Through objects, photography, printmaking and painting, these artists explore the triangulation of place, identity, and culture. Such a triad reinforces that the broad idea of “place” extends beyond mere geography, and instead is actively shaped by a multitude of social, political, and economic factors.

On a structural scale, we witness and endure the spatial hegemony produced through state power, capitalism, mass media, and architecture. Responding to how those mechanisms can mold the perception of a place, Waskavich’s works on paper interrogate the dissemination of visual tropes and archetypal imagery to reveal how some aspects of place-based identity are ideological constructs. On an adjacent trajectory, Lee’s paintings and photographs grapple with the consequences of how urban planning bureaucracies, real estate development, and speculative capital exercise control over space – particularly seen through residential segregation, the dissolution of public housing, and displacement of poor and working-class communities of color. Meanwhile, Camargo’s work shows that notions of place or culture are equally and simultaneously created from within a community itself, often through countervailing tactics of resistance, resilience, antagonism, and adaptation that persist on an everyday level.

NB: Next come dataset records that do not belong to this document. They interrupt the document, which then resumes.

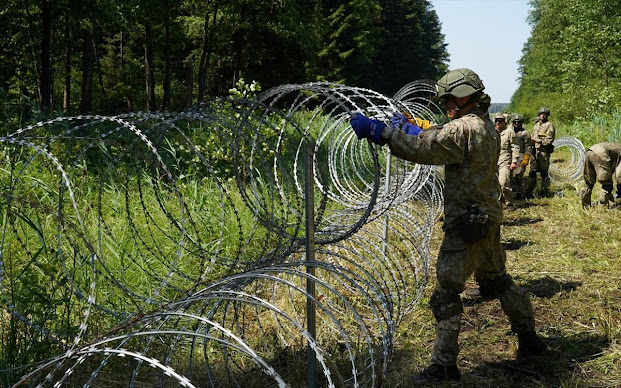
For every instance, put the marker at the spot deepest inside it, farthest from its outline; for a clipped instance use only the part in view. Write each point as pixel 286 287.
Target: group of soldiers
pixel 519 150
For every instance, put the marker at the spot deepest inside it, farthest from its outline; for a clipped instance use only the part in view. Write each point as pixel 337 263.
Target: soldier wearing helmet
pixel 507 160
pixel 468 146
pixel 602 161
pixel 543 139
pixel 526 150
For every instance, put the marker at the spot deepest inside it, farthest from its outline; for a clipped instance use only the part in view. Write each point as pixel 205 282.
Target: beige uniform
pixel 469 148
pixel 602 161
pixel 509 153
pixel 540 162
pixel 526 153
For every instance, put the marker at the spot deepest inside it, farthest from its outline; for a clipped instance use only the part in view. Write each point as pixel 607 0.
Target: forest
pixel 148 244
pixel 572 60
pixel 107 57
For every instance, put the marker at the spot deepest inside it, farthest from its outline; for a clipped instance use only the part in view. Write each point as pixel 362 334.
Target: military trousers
pixel 457 261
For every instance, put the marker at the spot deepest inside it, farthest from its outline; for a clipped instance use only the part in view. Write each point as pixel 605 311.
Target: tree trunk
pixel 166 86
pixel 46 66
pixel 206 53
pixel 148 68
pixel 87 70
pixel 67 89
pixel 189 82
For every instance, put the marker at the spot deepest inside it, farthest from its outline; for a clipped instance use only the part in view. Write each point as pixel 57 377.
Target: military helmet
pixel 459 83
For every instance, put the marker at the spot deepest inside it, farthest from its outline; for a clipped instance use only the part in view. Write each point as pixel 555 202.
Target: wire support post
pixel 310 258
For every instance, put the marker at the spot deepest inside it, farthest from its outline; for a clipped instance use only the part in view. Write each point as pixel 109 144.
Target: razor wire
pixel 567 160
pixel 168 248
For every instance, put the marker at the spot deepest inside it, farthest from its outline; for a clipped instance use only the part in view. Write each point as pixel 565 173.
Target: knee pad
pixel 496 286
pixel 445 304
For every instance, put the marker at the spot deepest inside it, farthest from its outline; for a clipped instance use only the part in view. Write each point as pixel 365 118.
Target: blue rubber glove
pixel 367 128
pixel 399 121
pixel 411 129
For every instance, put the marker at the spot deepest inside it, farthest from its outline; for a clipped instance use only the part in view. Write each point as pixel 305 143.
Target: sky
pixel 486 36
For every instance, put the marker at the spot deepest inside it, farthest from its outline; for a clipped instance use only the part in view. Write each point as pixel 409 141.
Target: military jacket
pixel 509 148
pixel 468 147
pixel 545 132
pixel 524 142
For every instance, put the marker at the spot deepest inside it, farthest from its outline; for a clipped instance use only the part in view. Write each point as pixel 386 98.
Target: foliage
pixel 572 60
pixel 210 46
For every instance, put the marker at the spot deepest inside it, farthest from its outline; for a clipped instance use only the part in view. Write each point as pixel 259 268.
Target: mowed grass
pixel 569 260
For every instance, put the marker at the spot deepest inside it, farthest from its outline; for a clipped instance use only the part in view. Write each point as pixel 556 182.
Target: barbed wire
pixel 568 166
pixel 160 248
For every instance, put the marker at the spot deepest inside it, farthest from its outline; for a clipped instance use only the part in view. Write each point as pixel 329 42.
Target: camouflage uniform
pixel 468 147
pixel 509 153
pixel 601 161
pixel 540 162
pixel 526 151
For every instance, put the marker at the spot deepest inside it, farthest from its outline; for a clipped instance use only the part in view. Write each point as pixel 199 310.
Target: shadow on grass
pixel 547 287
pixel 513 244
pixel 522 221
pixel 553 368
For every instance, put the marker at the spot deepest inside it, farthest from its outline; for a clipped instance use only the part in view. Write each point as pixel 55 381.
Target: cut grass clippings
pixel 569 260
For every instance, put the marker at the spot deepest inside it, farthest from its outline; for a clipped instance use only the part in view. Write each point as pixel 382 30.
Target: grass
pixel 568 260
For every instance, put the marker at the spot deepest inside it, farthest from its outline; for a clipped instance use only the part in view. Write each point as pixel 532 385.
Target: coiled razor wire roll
pixel 157 248
pixel 567 160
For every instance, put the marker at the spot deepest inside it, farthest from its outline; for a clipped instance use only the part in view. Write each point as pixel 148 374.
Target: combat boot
pixel 435 373
pixel 529 344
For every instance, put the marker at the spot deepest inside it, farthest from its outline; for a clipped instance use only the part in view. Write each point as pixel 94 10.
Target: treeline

This is amplified in his practice through a dual enactment and documentation of rasquache aesthetic strategies which emphasize material resourcefulness and improvisation in the vein of hacer rendir las cosas (“making do”), while also serving as potent expressions of Chicanx identity in order to claim space and visibility in the face of gentrification, cultural erasure, or pressures of assimilation.

Threaded among these three projects, and embedded in the individual narratives of each artist, is a sense of transition between two places – a disconnect or rupture to contend with – which generates further queries about movement, (im)migration, dispossession, boundaries and edges, home and homeland, belonging and “dis-belonging”.